Julie Jason's Your Money: Many people unaware of new fiduciary rule for financial advisers

By JULIE JASON June 03. 2017 1:48AM


The U.S. Department of Labor's fiduciary rule finally goes into effect on Friday, and it will affect you if you have an IRA or a 401(k). The rule establishes a higher standard of care for some financial advisers.

If you are like most Americans, however, you might not be aware of the rule and its effects on how you manage your retirement accounts. Sixty-eight percent of those surveyed by Financial Engines recently have not even heard of the DOL's fiduciary rule.

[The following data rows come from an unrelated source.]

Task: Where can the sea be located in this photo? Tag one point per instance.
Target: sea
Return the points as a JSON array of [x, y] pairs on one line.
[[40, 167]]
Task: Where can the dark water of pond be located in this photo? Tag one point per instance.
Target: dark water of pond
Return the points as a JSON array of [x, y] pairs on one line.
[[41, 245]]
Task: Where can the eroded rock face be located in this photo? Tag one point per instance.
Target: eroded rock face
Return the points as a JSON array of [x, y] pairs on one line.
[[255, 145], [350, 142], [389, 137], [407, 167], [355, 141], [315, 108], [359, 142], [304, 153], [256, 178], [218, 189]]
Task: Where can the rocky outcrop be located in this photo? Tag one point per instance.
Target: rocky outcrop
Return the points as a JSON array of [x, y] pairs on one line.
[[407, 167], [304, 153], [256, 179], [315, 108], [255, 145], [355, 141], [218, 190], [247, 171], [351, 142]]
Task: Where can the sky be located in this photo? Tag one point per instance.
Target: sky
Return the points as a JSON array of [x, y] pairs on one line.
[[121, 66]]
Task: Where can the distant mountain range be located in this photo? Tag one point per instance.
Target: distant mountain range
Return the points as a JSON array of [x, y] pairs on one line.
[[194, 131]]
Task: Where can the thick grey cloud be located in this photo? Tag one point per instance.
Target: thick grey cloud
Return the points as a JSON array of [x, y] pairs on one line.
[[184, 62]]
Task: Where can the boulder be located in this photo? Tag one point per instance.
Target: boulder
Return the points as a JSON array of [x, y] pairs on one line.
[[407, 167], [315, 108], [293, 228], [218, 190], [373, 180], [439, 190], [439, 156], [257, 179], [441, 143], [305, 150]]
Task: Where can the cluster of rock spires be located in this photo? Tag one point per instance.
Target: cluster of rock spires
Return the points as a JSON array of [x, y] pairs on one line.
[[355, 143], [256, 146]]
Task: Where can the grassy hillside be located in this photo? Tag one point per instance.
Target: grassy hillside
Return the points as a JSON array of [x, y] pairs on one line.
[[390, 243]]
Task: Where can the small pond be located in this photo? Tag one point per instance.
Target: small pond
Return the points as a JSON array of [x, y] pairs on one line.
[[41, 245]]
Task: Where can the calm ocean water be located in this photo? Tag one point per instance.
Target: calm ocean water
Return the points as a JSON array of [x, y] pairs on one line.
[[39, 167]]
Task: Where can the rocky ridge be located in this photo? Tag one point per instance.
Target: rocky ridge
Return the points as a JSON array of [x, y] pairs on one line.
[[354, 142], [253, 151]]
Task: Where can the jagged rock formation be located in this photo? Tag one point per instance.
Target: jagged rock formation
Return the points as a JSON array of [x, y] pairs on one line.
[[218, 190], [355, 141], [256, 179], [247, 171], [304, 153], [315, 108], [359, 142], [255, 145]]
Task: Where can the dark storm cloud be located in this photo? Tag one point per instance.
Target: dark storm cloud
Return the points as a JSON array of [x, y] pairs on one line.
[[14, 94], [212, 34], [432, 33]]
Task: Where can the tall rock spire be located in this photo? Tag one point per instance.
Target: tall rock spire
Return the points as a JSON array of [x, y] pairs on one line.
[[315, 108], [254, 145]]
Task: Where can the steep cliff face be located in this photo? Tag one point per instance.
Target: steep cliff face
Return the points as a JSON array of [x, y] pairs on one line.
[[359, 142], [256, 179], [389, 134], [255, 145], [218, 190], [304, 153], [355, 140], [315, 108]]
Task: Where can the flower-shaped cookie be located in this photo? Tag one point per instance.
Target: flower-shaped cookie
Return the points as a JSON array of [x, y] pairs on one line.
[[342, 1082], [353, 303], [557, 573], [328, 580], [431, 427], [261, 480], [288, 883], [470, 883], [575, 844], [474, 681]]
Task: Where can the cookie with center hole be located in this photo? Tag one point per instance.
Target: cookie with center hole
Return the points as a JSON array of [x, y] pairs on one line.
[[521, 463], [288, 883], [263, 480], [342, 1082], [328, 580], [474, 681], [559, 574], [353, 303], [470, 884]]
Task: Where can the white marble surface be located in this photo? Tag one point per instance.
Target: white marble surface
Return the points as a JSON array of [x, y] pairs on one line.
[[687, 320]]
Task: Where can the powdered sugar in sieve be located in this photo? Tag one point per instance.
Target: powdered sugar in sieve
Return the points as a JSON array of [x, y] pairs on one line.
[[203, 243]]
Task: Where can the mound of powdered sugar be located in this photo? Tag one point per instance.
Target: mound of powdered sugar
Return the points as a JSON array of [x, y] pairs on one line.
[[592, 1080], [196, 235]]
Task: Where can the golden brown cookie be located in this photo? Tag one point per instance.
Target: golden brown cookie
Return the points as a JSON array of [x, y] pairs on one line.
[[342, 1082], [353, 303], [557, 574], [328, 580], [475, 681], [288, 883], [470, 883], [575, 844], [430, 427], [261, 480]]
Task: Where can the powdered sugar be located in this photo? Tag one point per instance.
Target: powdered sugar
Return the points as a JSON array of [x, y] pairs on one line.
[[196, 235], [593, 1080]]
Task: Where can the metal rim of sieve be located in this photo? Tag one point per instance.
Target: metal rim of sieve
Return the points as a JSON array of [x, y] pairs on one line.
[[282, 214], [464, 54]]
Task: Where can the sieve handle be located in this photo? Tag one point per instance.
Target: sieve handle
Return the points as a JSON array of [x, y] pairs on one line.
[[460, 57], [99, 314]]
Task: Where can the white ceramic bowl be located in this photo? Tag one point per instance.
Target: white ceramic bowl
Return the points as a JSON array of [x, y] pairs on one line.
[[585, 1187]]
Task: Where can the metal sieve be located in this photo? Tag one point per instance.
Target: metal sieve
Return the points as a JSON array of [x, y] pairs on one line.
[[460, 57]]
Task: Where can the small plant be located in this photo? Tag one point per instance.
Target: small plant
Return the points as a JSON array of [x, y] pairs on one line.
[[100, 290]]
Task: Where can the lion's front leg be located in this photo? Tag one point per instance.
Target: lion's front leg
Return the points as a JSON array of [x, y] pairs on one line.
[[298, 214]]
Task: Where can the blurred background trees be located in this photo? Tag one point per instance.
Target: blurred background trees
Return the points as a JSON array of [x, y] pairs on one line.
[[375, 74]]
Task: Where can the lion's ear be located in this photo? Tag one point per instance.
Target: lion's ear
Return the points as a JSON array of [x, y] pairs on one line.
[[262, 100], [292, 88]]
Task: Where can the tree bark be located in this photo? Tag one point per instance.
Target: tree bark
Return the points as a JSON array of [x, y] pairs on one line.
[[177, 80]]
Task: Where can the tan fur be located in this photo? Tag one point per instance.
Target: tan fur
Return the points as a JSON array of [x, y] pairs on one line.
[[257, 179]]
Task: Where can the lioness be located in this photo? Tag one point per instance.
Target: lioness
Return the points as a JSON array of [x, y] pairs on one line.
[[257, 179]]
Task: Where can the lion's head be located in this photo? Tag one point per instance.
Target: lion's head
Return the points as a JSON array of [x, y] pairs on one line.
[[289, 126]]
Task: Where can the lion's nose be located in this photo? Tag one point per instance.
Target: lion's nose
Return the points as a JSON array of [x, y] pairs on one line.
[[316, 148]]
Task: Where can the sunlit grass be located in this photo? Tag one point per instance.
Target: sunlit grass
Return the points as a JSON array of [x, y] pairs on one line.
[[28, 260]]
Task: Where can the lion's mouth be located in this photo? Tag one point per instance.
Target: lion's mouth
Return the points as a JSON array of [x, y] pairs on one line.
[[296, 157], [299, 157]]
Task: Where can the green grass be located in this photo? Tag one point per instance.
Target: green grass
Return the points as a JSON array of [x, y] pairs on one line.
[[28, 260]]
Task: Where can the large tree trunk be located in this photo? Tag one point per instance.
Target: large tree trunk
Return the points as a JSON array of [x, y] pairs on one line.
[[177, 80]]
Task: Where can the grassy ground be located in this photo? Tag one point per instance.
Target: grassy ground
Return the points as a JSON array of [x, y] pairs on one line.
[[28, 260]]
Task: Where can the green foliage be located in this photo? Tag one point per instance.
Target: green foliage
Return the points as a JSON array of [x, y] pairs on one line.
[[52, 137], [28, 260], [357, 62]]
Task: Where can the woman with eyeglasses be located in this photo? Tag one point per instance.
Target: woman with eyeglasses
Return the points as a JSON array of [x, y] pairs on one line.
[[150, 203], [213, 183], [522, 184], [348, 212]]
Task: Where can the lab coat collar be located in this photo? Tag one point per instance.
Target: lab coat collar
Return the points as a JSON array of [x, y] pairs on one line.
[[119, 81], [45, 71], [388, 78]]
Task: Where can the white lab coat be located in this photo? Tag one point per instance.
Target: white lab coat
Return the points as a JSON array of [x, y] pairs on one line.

The rule has to do with an adviser's duty to you, the client, when dealing with retirement accounts. Advisers' activities are regulated by federal and state securities laws, and those regulations impose different legal standards based on the statutory division between broker/dealers (the Securities Exchange Act of 1934) and investment advisers (the Investment Advisers Act of 1940).

Plus, marketing titles don't help consumers distinguish financial advisers who work for broker/dealers (BDs) and those who work for registered investment advisers (RIAs) - everyone is a "financial adviser" or a "wealth manager" these days. Neither title tells you anything about duty to the customer. Consumers are not aware of the difference in standards - the lower standard of suitability applies to BDs, and the higher standard of fiduciary applies to RIAs.

To add to the confusion, some BDs are "dually registered" (also RIAs); their advisers may act as fiduciaries some of the time.

That's the regulatory landscape when it comes to securities laws - the laws that regulate financial advisers and the firms they work for.

So now, the DOL comes into the picture with a set of rules that do not supersede or displace the rules the BDs and RIAs must follow. Instead, the rules add responsibilities for both, raising the bar for BDs and adding additional hurdles for RIAs who are already held to a fiduciary standard under the securities laws.

I'll give you more details on distinctions in a future column.

In the meantime, let me share what Americans know about their financial advisers' duties, as recently reported by Financial Engines. The results are illuminating.

When asked, "Do you know the difference between a financial adviser who is a 'fiduciary' and one who is not?" the majority (61 percent) said "No." Would you also answer "No"?

Fifty-three percent believe "all financial advisers are legally required to put the best interests of their clients first when they give advice on retirement investments." We know that is incorrect.

Thirty-eight percent of those who were currently working with a financial adviser did not know if the adviser was a "fiduciary," meaning he or she is legally required to put your best interest ahead of his or her own when making a recommendation.

Thirteen percent thought it was a good thing that some products paid commissions to advisers "for steering their clients' money into certain investment funds" that could have higher fees. Forty-eight percent thought this was "a bad thing for me," and a very large percentage (38) were not sure. It's a bad thing for all concerned if the goal is a higher commission to the adviser.

Seventy-two percent (not 100 percent, as I would have thought) said "Yes" to the following question: "Would you support requiring all financial advisers who provide advice on retirement assets to be legally required to put your best interest first?" But 93 percent said it was important "that all financial advisers providing advice on retirement savings be legally required to put your best interest first."

If you knew the financial adviser was "legally required to put your best interest first," would you be more likely or less likely to want to work with the adviser? The majority responded yes, but not as many as you would think. Only 65 percent said yes; 9 percent said no; and 26 percent said they didn't know.

What would people do if they found out their adviser was not a fiduciary? Only 12 percent would stay in the relationship.

Let me share one final question, which really shows how little people know about the subject: "Who do you think stands to benefit the most from the fiduciary rule?" Twenty-eight percent said average-income investors; 17 percent said banks and other large financial institutions; 17 percent said financial advisers; 12 percent said wealthy investors; 7 percent said large employers; 6 percent said small employers; 6 percent said politicians; and 8 percent said others.

If people believed in the fiduciary rule, they would see it as benefiting them.